Here is the full message:

loading initial cache file ../cmake/presets/basic.cmake
loading initial cache file ../cmake/presets/kokkos-hip.cmake
-- The CXX compiler identification is Clang 17.0.0
-- Check for working CXX compiler: /usr/bin/hipcc
-- Check for working CXX compiler: /usr/bin/hipcc -- works
-- Detecting CXX compiler ABI info
-- Detecting CXX compiler ABI info - done
-- Detecting CXX compile features
-- Detecting CXX compile features - done
-- Could NOT find Git (missing: GIT_EXECUTABLE) 
-- Running check for auto-generated files from make-based build system
-- Found MPI_CXX: /usr/local/lib/libmpicxx.so (found version "4.1") 
-- Found MPI: TRUE (found version "4.1")  
-- Looking for C++ include omp.h
-- Looking for C++ include omp.h - found
-- Found OpenMP_CXX: -fopenmp=libomp  
-- Found OpenMP: TRUE  found components: CXX 
-- Found GZIP: /usr/bin/gzip  
-- Could NOT find FFMPEG (missing: FFMPEG_EXECUTABLE) 
-- Found PkgConfig: /usr/bin/pkg-config (found version "0.29.1") 
-- Checking for module 'fftw3'
--   No package 'fftw3' found
-- Looking for C++ include cmath
-- Looking for C++ include cmath - found
-- Setting default Kokkos CXX standard to 17
-- Kokkos version: 4.3.0
-- The project name is: Kokkos
-- Using internal gtest for testing
-- Compiler Version: 5.7.31921
-- Using -std=c++17 for C++17 standard as feature
-- Built-in Execution Spaces:
--     Device Parallel: Kokkos::HIP
--     Host Parallel: Kokkos::OpenMP
--       Host Serial: SERIAL
-- 
-- Architectures:
--  NAVI1030
-- Found TPLLIBDL: /usr/include  
CMake Error at /home/lch/Software/lammps/lammps-17Apr2024/lib/kokkos/cmake/Modules/FindTPLROCTHRUST.cmake:11 (FIND_PACKAGE):
  By not providing "Findrocthrust.cmake" in CMAKE_MODULE_PATH this project
  has asked CMake to find a package configuration file provided by
  "rocthrust", but CMake did not find one.
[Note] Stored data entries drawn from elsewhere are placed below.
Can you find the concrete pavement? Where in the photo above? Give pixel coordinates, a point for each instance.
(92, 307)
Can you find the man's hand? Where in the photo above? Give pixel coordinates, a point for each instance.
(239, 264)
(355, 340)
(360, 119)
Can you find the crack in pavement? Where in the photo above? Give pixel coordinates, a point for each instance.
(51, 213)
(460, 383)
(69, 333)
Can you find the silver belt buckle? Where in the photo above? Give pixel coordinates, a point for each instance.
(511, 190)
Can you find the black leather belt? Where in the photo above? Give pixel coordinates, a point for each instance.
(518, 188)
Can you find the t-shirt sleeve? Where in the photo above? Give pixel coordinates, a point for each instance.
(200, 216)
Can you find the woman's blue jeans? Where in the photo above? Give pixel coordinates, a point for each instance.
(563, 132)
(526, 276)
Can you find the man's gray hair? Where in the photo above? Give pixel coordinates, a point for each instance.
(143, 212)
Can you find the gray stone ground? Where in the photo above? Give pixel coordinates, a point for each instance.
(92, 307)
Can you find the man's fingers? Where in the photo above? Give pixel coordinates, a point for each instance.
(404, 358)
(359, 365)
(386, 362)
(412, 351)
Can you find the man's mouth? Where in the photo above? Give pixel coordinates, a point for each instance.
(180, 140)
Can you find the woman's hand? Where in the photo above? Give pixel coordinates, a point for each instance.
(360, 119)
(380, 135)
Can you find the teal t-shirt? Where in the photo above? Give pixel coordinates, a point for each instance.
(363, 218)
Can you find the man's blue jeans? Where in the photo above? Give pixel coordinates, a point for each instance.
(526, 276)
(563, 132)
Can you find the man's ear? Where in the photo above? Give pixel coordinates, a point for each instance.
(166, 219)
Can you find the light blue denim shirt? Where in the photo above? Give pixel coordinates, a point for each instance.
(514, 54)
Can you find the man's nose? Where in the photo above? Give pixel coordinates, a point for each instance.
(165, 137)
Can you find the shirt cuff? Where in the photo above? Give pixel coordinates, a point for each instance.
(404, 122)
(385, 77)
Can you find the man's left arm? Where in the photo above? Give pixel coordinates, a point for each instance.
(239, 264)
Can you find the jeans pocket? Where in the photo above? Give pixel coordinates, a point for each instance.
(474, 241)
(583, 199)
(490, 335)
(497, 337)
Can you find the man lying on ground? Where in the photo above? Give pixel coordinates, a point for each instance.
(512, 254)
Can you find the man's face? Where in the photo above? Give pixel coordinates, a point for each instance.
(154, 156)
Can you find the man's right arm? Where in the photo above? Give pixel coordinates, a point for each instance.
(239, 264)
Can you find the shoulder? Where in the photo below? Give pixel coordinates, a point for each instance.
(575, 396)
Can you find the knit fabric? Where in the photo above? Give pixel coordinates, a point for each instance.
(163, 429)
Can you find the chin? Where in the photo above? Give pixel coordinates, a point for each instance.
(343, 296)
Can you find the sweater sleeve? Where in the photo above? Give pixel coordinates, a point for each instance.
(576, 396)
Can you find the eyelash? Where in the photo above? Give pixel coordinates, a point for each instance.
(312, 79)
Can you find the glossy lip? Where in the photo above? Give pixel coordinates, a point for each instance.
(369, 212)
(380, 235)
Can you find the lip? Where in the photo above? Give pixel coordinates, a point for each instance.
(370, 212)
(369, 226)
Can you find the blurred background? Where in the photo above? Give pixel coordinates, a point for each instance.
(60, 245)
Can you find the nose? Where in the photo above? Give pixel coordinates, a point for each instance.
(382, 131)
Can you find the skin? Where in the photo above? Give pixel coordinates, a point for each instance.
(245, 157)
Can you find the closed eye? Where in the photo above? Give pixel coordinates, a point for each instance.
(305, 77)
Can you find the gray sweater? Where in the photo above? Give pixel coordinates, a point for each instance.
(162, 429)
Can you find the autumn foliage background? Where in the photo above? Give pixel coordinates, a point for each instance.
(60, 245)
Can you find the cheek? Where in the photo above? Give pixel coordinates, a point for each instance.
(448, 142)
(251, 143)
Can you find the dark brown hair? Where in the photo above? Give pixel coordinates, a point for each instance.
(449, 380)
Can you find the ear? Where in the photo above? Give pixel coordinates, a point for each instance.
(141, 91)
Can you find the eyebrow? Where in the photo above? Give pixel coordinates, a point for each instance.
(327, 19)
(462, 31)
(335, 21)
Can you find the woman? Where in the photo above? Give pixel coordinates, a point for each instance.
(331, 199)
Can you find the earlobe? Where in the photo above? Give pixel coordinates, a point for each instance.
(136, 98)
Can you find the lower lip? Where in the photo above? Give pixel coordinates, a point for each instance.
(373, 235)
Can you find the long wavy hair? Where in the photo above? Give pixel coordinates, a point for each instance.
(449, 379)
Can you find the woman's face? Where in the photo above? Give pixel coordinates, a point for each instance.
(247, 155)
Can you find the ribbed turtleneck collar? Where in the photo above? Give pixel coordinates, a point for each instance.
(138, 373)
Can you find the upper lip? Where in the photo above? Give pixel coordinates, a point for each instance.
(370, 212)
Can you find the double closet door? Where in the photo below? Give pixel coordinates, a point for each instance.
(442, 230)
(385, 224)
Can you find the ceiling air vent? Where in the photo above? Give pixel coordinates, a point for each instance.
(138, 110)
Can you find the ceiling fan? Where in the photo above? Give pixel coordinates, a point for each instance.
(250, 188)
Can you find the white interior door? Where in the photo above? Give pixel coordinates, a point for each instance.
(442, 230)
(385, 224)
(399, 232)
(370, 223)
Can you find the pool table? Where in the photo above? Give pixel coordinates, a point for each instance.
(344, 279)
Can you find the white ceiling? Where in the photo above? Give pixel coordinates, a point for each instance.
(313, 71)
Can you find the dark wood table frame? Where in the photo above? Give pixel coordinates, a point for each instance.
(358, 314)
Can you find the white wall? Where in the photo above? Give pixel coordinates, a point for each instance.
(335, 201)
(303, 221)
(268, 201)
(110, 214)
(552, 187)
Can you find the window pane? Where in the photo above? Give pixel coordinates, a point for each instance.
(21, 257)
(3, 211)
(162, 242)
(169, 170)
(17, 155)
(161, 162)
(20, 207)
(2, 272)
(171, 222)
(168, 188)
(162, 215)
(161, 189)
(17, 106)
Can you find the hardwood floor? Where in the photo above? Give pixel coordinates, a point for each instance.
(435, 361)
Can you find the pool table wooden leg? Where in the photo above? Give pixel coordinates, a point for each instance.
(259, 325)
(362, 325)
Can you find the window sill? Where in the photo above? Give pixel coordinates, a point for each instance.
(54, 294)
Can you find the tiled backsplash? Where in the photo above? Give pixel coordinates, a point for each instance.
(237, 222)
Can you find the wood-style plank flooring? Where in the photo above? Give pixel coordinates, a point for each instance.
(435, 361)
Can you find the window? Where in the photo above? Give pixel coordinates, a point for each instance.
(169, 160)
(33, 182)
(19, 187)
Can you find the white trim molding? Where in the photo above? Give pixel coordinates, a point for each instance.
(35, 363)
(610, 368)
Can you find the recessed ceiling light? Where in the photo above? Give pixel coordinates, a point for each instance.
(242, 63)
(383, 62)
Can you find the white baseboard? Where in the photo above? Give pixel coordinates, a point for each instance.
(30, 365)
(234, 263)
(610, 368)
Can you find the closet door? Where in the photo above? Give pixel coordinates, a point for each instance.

  Could not find a package configuration file provided by "rocthrust" with
  any of the following names:

    rocthrustConfig.cmake
    rocthrust-config.cmake

  Add the installation prefix of "rocthrust" to CMAKE_PREFIX_PATH or set
  "rocthrust_DIR" to a directory containing one of the above files.  If
  "rocthrust" provides a separate development package or SDK, be sure it has
  been installed.
Call Stack (most recent call first):
  /home/lch/Software/lammps/lammps-17Apr2024/lib/kokkos/cmake/kokkos_functions.cmake:293 (FIND_PACKAGE)
  /home/lch/Software/lammps/lammps-17Apr2024/lib/kokkos/cmake/kokkos_tpls.cmake:93 (KOKKOS_IMPORT_TPL)
  /home/lch/Software/lammps/lammps-17Apr2024/lib/kokkos/cmake/kokkos_tribits.cmake:208 (INCLUDE)
  /home/lch/Software/lammps/lammps-17Apr2024/lib/kokkos/CMakeLists.txt:226 (KOKKOS_SETUP_BUILD_ENVIRONMENT)


-- Configuring incomplete, errors occurred!
See also "/home/lch/Software/lammps/lammps-17Apr2024/build/CMakeFiles/CMakeOutput.log".
See also "/home/lch/Software/lammps/lammps-17Apr2024/build/CMakeFiles/CMakeError.log".

I have no idea about this error, any suggestion is appreciated. Thank you!

Best regard

CMakeError.log (9.5 KB)
CMakeOutput.log (65.9 KB)

I asked about this on the Kokkos Slack channel and here is the reply:

Most of the time rocThrust is installed with ROCm but not always.
It seems that their installation doesn't have rocThrust.
They need to use -DKokkos_ENABLE_ROCTHRUST=OFF.

Thank you very much! I successfully compiled LAMMPS using -DKokkos_ENABLE_ROCTHRUST=OFF. Actually, I tried to install different version of ROCm, the latest 6.1.1 and now 5.7.0. Both showed the same error as presented in this topic. When I tried sudo apt install rocthrust and it showed rocthrust is already the latest version (2.18.0.50700-63~20.04). I could see rocthrust folder in /opt/rocm, but I am not sure whether it successfully installed. There are a lot of header files in /opt/rocm/rocthrust/include/thrust.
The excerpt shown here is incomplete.